Cultural humility and creativity needed to develop community
WACO—Effective Christian community development not only requires compassion, but also demands cultural humility and creativity, speakers told the No Need Among You Conference.
Well-meaning Christians who cross cultural barriers to enter a low-income community because they want to “save” families and “fix” what they perceive to be broken need to humble themselves, said Lorena Garza-Gonzalez, vice president of Urban Strategies.
“There is only one Savior,” Garza-Gonzalez reminded participants at the event at First Baptist Church in Waco, sponsored by the Texas Christian Community Development Network.
Develop relationships
Rather than presuming to have the solutions to all the problems people in poverty encounter, she urged Christians to come “walk alongside” people in economically challenged communities.
“You have something to offer—a relationship,” she said.
However, the basis of a genuine relationship is respect and a willingness to learn from “the real expert of culture”—the person from that culture—rather than presume to speak from a position of authority, Garza-Gonzalez said.

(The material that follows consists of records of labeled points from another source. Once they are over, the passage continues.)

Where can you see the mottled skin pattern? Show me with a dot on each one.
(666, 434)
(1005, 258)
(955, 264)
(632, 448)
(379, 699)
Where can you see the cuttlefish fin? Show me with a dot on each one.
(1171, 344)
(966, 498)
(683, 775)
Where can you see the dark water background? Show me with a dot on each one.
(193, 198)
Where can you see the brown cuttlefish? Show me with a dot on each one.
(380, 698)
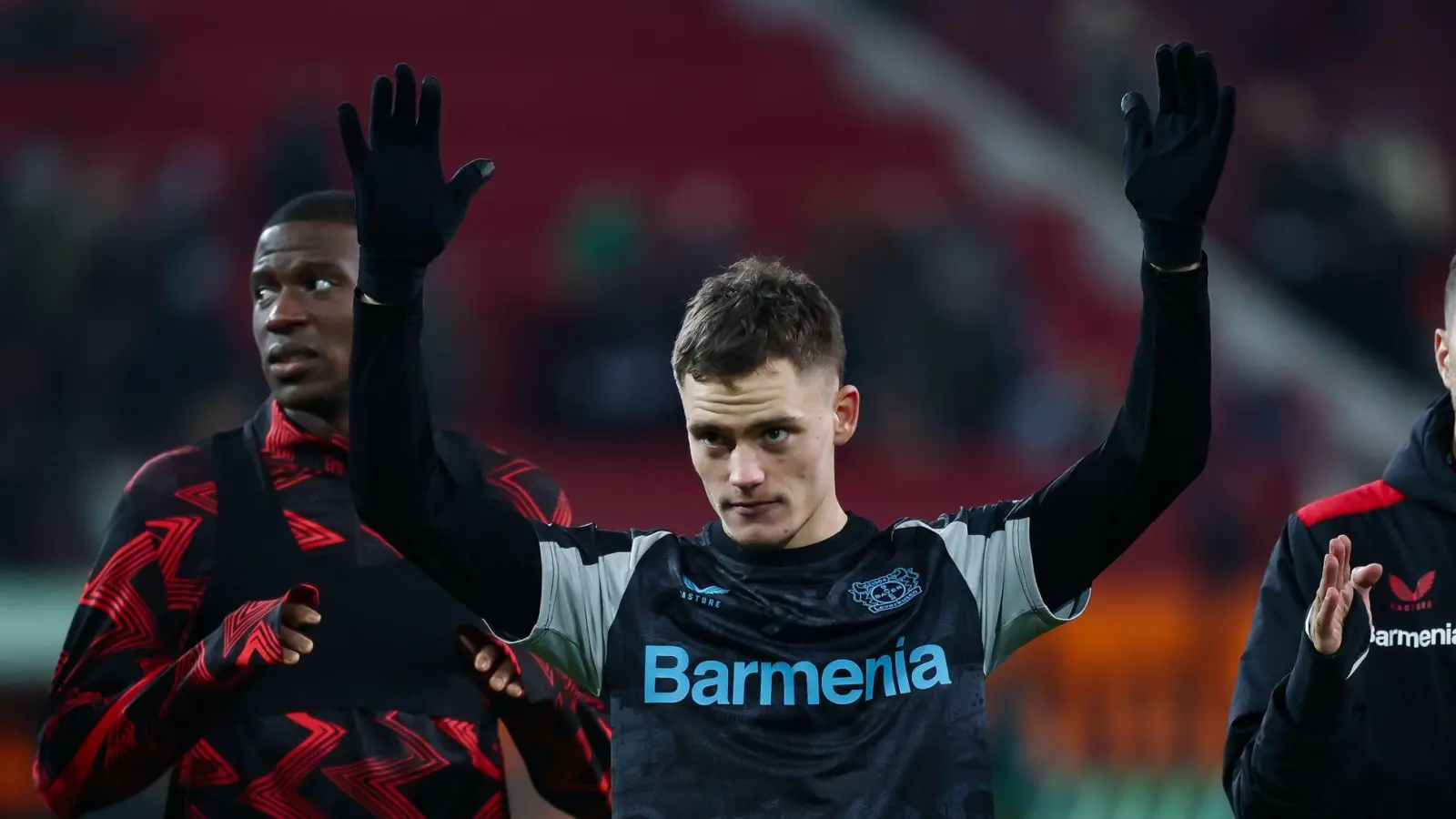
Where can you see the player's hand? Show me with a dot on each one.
(492, 662)
(405, 208)
(1171, 165)
(291, 622)
(1339, 588)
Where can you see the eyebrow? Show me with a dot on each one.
(778, 421)
(312, 267)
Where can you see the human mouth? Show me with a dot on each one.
(288, 360)
(754, 509)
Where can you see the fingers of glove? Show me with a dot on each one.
(380, 104)
(1138, 121)
(1223, 123)
(404, 98)
(298, 615)
(1186, 67)
(1167, 79)
(295, 644)
(353, 135)
(1208, 91)
(506, 681)
(488, 658)
(430, 99)
(466, 181)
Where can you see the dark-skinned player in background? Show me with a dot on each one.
(245, 630)
(791, 659)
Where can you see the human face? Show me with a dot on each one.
(764, 448)
(303, 314)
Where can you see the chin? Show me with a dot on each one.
(320, 399)
(757, 535)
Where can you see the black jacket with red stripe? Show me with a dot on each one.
(1372, 729)
(174, 662)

A development worker who grew up in an individualistic Anglo culture needs to examine his or her cultural biases before assuming to prescribe answers to a more communal Hispanic community that thrives in a network of extended family, she noted.
Instead of assuming a development worker can “empower” a community, a more appropriate posture is to recognize strengths already present in that community and help its members uncover the power they already possess, she said.
She pointed to her own experience growing up as the child of Mexican immigrant parents who were economically poor but rich in resourcefulness.
“See the gifts we have—how our community manages life,” she said.
‘Create space for people’s emotions’
The gifts people in poor urban communities possess include untapped artistic potential, said playwright Stevie Walker-Webb, founder of CAST, a nonprofit organization that creates theater for social change.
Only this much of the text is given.